Using DNA microarrays, a remorin gene (SYMREM1) that is strongly induced in root nodules of Lotus japonicus and Medicago truncatula (Colebatch et al., 2004; El Yahyaoui et al., 2004) has been identified. This isoform belongs to the subgroup II of the remorin family that is restricted to legumes (Raffaele et al., 2007). While all other members of this multi-gene family are ubiquitiously expressed in all plant organs, only SYMREM1 genes exhibit this unique expression signature. The protein itself localizes to infection thread membranes surrounding the bacteria inside of the root nodule and to symbiosome membranes encapsulating the differentiated bacteroids throughout the symbiotic interaction. Interestingly SYMREM1 is able to interact with at least the three receptor-like kinases (RLKs) NFP, LYK3 and DMI2 that are essential for root nodule symbiosis. Analogies to molecular scaffolds from mammalian cells such as the ability to interact with multiple signalling proteins, the formation of high-order oligomers and the strict localization to membrane rafts led to the hypothesis that SYMREM1 acts as a signalling mediator during rhizobial infection (Lefebvre et al., 2010).

Recent data suggest that the RLK-SYMREM1 interaction is mainly mediated by the conserved C-terminal domain.

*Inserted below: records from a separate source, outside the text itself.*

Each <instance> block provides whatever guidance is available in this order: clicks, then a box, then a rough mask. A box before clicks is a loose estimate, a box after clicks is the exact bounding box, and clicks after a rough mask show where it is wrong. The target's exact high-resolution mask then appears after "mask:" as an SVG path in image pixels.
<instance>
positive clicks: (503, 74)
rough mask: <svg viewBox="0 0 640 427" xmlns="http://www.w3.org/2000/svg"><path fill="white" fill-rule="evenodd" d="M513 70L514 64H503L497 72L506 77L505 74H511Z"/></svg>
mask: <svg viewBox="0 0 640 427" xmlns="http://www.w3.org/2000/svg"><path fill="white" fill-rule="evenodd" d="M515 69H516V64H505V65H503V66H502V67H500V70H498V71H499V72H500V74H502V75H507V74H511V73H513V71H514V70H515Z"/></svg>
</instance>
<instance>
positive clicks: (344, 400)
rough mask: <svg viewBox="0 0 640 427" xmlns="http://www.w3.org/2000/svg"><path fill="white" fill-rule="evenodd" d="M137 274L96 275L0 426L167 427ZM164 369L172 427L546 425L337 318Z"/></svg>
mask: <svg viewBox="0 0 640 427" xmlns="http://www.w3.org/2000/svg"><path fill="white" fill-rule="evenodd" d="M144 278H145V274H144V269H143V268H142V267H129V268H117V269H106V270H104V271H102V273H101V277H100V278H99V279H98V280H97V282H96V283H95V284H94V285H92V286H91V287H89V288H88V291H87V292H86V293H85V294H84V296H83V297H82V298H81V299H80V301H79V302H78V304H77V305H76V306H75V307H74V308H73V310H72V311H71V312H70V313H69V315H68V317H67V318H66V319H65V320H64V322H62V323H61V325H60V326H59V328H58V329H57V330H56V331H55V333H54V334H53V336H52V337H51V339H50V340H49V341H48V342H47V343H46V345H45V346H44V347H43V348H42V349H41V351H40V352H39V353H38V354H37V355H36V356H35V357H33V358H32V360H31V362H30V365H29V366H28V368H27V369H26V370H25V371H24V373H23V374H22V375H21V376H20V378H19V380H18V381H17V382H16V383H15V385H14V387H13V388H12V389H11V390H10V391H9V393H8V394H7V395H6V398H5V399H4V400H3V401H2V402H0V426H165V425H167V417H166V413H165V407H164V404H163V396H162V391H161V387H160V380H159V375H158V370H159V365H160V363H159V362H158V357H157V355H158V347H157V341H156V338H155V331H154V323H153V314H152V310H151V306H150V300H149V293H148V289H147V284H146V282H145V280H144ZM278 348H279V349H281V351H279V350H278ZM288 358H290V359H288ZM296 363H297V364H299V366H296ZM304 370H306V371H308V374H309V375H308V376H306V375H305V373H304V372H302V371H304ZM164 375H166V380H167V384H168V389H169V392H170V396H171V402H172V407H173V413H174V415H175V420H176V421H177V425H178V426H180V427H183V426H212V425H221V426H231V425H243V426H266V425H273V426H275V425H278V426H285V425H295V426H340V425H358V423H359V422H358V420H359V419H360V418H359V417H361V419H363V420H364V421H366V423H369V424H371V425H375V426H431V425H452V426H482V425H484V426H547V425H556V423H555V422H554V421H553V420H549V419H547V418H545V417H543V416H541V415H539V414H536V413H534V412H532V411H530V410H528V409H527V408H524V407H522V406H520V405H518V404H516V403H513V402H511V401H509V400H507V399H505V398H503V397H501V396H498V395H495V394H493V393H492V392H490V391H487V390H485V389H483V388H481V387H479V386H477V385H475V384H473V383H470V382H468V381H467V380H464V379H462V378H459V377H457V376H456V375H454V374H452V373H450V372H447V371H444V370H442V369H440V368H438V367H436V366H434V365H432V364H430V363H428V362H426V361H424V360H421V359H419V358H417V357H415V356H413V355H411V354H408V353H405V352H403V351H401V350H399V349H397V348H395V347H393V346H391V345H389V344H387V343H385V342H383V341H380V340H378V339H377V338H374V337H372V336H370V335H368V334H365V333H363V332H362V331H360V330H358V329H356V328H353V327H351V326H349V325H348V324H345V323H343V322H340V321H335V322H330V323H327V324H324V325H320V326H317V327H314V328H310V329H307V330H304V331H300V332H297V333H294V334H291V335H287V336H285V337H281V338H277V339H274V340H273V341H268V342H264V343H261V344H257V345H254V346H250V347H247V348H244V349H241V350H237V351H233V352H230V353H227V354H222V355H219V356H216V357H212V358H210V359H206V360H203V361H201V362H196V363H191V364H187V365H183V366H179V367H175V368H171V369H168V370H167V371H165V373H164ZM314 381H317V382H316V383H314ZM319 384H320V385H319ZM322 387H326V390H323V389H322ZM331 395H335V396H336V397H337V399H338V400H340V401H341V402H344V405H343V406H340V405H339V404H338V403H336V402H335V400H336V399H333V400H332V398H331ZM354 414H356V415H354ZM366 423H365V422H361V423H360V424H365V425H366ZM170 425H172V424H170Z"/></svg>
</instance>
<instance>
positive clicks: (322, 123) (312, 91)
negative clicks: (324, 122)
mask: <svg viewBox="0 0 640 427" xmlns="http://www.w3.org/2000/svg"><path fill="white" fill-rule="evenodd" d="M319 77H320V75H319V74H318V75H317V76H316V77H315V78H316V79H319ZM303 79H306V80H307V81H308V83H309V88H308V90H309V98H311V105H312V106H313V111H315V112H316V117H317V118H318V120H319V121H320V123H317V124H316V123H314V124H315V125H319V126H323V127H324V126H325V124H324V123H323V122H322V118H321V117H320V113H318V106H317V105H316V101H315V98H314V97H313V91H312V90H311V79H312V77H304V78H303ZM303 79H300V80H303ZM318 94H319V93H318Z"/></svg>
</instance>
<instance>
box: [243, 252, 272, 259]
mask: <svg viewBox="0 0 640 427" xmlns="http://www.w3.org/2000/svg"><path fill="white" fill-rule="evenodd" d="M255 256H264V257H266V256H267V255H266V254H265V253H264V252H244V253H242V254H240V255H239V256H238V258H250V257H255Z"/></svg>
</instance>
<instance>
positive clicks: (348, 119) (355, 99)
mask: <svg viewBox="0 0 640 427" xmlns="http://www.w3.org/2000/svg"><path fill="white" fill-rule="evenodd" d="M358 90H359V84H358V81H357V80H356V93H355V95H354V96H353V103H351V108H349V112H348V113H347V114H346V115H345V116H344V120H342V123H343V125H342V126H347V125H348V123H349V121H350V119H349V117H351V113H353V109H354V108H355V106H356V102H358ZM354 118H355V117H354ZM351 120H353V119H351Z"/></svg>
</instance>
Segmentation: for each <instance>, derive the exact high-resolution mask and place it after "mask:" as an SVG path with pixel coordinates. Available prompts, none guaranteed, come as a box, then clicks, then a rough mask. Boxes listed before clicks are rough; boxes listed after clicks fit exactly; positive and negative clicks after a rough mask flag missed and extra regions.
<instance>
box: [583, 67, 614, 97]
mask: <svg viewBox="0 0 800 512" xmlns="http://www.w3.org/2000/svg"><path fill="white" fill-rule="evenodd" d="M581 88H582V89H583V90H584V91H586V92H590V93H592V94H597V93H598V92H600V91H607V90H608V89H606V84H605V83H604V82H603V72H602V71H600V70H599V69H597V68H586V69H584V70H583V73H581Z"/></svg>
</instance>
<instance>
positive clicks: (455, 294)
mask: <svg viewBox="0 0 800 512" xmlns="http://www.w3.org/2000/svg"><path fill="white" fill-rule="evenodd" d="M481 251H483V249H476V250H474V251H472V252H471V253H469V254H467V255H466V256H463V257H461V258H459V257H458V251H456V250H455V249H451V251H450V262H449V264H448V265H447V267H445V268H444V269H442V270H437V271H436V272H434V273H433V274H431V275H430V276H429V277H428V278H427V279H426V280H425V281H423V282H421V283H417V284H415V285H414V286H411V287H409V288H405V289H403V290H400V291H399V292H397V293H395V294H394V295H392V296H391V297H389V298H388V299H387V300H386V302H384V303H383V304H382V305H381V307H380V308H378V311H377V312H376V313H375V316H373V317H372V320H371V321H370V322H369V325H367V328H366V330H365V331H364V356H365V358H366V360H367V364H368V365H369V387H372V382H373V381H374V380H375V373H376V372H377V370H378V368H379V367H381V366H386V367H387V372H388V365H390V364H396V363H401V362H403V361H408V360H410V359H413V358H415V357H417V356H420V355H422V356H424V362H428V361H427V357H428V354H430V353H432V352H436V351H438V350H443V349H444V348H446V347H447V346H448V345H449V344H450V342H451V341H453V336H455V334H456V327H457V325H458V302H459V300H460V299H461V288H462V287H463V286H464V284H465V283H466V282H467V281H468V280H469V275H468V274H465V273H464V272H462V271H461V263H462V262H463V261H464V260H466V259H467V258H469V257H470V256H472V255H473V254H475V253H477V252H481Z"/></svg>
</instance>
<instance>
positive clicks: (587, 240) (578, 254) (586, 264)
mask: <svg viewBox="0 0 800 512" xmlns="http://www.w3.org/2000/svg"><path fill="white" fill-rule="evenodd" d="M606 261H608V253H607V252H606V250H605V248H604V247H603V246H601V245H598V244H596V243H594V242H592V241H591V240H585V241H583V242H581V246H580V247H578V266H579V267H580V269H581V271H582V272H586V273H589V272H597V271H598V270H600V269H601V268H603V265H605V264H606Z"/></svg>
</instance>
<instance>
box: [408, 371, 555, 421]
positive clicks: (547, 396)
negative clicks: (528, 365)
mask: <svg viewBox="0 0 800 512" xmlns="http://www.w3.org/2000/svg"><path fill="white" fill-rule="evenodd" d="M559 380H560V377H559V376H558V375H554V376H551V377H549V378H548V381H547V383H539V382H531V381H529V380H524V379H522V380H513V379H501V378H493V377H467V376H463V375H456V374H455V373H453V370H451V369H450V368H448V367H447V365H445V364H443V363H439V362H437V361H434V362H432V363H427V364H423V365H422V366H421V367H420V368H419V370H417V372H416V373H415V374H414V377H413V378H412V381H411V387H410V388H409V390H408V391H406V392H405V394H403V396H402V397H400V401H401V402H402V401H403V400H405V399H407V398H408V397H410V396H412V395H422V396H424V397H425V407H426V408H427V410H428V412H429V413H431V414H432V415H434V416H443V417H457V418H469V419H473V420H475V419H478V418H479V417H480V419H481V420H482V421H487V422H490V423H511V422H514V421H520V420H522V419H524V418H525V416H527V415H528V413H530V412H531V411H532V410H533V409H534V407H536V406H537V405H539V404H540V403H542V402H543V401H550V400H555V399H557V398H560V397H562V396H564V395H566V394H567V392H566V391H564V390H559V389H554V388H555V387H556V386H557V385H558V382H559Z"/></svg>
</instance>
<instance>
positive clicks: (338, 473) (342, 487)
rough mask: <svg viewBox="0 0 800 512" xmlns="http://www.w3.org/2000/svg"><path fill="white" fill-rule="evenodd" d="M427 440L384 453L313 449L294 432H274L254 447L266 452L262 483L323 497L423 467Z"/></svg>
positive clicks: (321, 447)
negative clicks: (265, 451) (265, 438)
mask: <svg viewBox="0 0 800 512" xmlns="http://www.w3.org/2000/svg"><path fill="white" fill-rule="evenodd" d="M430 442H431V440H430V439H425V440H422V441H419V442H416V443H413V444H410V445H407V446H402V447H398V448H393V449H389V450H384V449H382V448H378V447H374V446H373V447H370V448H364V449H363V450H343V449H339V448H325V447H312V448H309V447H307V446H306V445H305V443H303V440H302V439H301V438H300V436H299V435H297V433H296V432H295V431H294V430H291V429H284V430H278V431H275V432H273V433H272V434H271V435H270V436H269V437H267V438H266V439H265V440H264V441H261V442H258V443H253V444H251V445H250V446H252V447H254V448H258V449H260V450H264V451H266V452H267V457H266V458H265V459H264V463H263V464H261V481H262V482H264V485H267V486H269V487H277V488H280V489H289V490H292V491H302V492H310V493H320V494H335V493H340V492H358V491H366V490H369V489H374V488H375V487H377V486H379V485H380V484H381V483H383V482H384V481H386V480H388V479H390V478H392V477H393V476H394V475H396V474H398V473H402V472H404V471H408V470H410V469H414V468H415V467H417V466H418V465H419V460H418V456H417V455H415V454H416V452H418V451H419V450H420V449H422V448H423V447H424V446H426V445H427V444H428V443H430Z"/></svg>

However, results from FLIM-FRET and in vitro kinase assay experiments clearly indicate that the intrinsically disordered N-terminal region contributes to this interaction and can be phosphorylated by the kinase domains (Tóth et al., 2012).

Interestingly, the second member of this subgroup (SYMREM2), has been shown to be induced during the formation of arbuscular mycorrhiza in Lotus japonicus (Kistner et al., 2005). This symbiotic interaction, that can be found on about 80% of all land plants, is especially interesting since only few signalling components of this fungal-plant interaction have been described so far (reviewed in Parniske, 2008).
We are currently functionally characterising this protein and screen for interacting partners.

 

Literature cited:

Tóth K*, Stratil TF*, Madsen EB, Ye J, Popp C, Antolín-Llovera M, Grossmann C, Jensen ON, Schüssler A, Parniske M, and Ott T (2012); Functional domain analysis of the Remorin protein LjSYMREM1 in Lotus japonicus. PLoS ONE, 7(1): e30817

Lefebvre B, Timmers T, Mbengue M, Moreau S, Hervé C, Tóth K, Bittencourt-Silvestre J, Klaus D, Deslandes L, Godiard L, Murray JD, Udvardi MK, Raffaele S, Mongrand S, Cullimore J, Gamas P, Niebel A, and Ott T (2010); “A remorin protein interacts with symbiotic receptors and regulates bacterial infection”; Proc Nat Acad Sci U S A, 107: 2343-2348

Parniske M (2008); Arbuscular mycorrhiza: the mother of plant root endosymbioses. Nat Rev Microbiol, 2008 Oct;6(10):763-75.

Raffaele S, Mongrand S, Gamas P, Niebel A, Ott T (2007); Genome-wide annotation of remorins, a plant-specific protein family: evolutionary and functional perspectives. Plant Phys, 145: 593-600

Kistner C, Winzer T, Pitzschke A, Mulder L, Sato S, Kaneko T, Tabata, S Sandal N, Stougaard J, Webb KJ, Szczyglowski K, and Parniske M (2005).Seven Lotus japonicus Genes Required for Transcriptional Reprogramming of the Root during Fungal and Bacterial Symbiosis. The Plant Cell, 17:2217-2229.